The beneficial effects of AT₁ receptor blockade with candesartan may be due in part to activation of AT₂ receptors. Thus treatment with AT₁ receptor antagonists could result in an unhindered stimulation of AT₂ receptors because circulating and tissue ANG II levels would be increased after blockade of AT₁ receptors (5). Although little is known regarding how AT₂ receptors may counteract actions of AT₁ receptors, there is evidence that AT₂ receptors are a negative regulator of collagen synthesis. AT₂ receptors have been shown to inhibit collagen synthesis by stimulating kinin production (24).

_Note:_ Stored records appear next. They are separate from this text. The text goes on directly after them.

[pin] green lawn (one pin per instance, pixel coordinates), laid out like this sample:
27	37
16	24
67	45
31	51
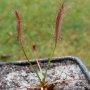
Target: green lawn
38	26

In conclusion, OLETF rats showed prominent increases in local generation of ANG II and expression of AT₁ receptors in coronary vessels at the insulin-resistant stage of NIDDM. The morphometric analysis showed arterialization of the venular capillary portion and resultingly increased capillary density in the OLETF rat heart. Such structural changes would have occurred as compensatory adaptation under the pathological condition, which could lead to impaired physiological coronary vessel regression. This coronary capillary remodeling appeared to result from overexpression of VEGF through the induction of HIF-1 by the pathways involving ANG II and AGEs. Our present findings that candesartan treatment ameliorated the structural changes in coronary capillary network and suppressed coronary expressions of molecules contributing to angiogenesis in the OLETF rat suggest a key role of ANG II in the pathogenesis of the coronary capillary remodeling at the insulin-resistant stage of NIDDM in this strain.